Réformes retraites, une apparente équité

1€ cotisé = les mêmes droits à retraites. Oui, mais quels droits ?

Emmanuel Macron a annoncé qu’ 1€ cotisé ouvrirait à chaque salarié.e les mêmes droits.

Derrière cette apparente équité se cachent trois problèmes.

  • D’abord le calcul de la retraite ne se ferait plus sur les meilleures années mais sur l’ensemble de la carrière.
  • Ensuite, les mécanismes de solidarité qui neutralisent les aléas de carrière (chômage, maternité…) pourraient être plafonnés, voire totalement supprimés.
  • Surtout, ce principe d’équité ne nous dit rien sur le contenu de nos droits à retraite. Que représentera le montant de la pension par rapport au salaire de fin carrière ? Quel montant de retraite ? Quel âge de départ ?

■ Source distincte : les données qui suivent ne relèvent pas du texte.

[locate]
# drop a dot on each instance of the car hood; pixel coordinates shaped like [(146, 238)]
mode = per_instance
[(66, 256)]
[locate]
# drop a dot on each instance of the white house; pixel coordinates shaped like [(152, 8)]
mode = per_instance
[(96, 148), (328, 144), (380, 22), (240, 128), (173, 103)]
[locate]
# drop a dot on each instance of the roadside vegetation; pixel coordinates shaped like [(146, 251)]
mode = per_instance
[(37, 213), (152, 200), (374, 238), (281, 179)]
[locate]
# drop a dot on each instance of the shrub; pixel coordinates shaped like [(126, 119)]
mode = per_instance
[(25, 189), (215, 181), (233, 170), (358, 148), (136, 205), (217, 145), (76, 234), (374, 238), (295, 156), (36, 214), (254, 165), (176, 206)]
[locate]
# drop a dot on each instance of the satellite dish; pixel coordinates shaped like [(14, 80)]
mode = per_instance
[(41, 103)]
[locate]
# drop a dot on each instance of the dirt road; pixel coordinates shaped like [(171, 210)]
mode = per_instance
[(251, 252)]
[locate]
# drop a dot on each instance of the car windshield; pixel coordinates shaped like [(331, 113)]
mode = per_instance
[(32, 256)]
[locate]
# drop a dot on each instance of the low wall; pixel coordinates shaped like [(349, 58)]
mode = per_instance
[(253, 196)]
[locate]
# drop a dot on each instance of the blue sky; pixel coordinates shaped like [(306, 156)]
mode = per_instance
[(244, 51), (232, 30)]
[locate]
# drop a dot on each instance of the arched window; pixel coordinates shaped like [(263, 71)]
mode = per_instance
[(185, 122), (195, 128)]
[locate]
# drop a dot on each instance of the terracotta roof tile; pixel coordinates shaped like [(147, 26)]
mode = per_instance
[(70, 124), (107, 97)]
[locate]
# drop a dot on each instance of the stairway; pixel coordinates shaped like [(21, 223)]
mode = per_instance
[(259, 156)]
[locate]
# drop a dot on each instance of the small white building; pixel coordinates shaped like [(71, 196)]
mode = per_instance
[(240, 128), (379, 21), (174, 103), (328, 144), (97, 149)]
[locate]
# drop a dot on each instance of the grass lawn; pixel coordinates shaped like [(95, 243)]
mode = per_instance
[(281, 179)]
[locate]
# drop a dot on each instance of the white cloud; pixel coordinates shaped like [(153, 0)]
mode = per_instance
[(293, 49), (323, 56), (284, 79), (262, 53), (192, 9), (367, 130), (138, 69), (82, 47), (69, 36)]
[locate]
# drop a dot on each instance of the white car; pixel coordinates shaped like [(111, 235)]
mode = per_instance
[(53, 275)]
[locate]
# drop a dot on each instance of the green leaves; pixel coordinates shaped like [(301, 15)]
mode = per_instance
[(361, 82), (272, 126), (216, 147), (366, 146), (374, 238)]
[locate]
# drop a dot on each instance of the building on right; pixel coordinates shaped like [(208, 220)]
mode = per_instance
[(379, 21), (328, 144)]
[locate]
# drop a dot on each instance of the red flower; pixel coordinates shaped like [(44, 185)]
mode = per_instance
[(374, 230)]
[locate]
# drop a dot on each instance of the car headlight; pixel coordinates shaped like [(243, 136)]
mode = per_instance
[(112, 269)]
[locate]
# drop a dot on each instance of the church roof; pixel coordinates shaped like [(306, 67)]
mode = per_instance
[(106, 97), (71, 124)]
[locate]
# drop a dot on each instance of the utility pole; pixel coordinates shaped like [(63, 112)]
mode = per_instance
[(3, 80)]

Ce sont les questions de base que nous nous posons toutes et tous. Et là-dessus aucune réponse. Et pour cause…

 Un régime par points, à cotisation définies, c’est quoi ?

Le gouvernement nous annonce un régime par points, à cotisations définies. Qu’est-ce que cela signifie ? Que chacun percevra en fonction de ce qu’il aura cotisé durant toute sa carrière, mais que le montant de la pension ne sera pas garanti et ne sera connu seulement qu’au moment du départ en retraite.

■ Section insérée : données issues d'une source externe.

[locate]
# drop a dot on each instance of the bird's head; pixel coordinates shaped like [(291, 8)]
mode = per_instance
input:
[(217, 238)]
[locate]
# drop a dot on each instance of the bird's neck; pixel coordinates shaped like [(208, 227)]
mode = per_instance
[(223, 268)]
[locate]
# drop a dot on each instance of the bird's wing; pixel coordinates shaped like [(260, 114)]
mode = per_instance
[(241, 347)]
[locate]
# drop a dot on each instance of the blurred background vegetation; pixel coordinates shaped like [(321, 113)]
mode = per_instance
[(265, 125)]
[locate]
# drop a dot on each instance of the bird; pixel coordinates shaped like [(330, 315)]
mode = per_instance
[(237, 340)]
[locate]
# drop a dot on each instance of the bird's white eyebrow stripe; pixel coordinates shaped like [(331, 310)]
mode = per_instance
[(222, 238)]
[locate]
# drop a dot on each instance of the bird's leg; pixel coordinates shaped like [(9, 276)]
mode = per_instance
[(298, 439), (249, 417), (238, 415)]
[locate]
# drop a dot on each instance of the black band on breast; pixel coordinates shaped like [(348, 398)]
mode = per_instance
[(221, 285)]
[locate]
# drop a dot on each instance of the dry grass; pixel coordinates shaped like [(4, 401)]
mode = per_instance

Ce qui est bloqué c’est le montant des cotisations, que le gouvernement ne veut pas augmenter. Si elles ne suffisent pas à financer les pensions, les retraites seront revues à la baisse.

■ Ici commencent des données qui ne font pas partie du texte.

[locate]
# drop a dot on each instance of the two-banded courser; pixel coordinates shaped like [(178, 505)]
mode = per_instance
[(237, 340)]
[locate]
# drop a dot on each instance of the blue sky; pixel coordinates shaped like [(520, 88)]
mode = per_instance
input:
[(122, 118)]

Mais compte tenu de l’allongement de l’espérance de vie, ce montant ne suffira pas : en conséquence, les retraites seront réduites, y compris celles déjà liquidées.

La certitude que nous pouvons donc avoir, c’est que nous serons toutes et tous perdants.


Pour les Ingés, Cadres et Techs : la capitalisation

Le détail de la réforme n’a pas été dévoilé. Mais nous savons d’ores et déjà que 3 facteurs pénaliseront directement les ingés, cadres et tech.

  • Le montant des pensions sera calculé sur l’ensemble de la carrière, sur les 43 annuités cotisées, au lieu des 25 meilleures années dans le privé et des 6 derniers mois dans le public. Ceci pénalisera directement ceux qui ont une progression de carrière.
  • Pour les femmes: la double peine.

Les femmes sont payées en moyenne 26% de moins que les hommes et touchent une pension 40% plus faible. Ces inégalités sont en partie compensées par les droits familiaux, avec la validation des congés maternité et parental et les pensions de réversion en cas de décès du conjoint. Ces droits ont pour objectif de maintenir le niveau de vie, ils sont donc accessibles à toutes les femmes quel que soit leur niveau de salaire, et leur montant est proportionnel au salaire. Le gouvernement veut les remplacer par un filet de sécurité minimum, limité aux femmes dont les carrières sont les plus précaires.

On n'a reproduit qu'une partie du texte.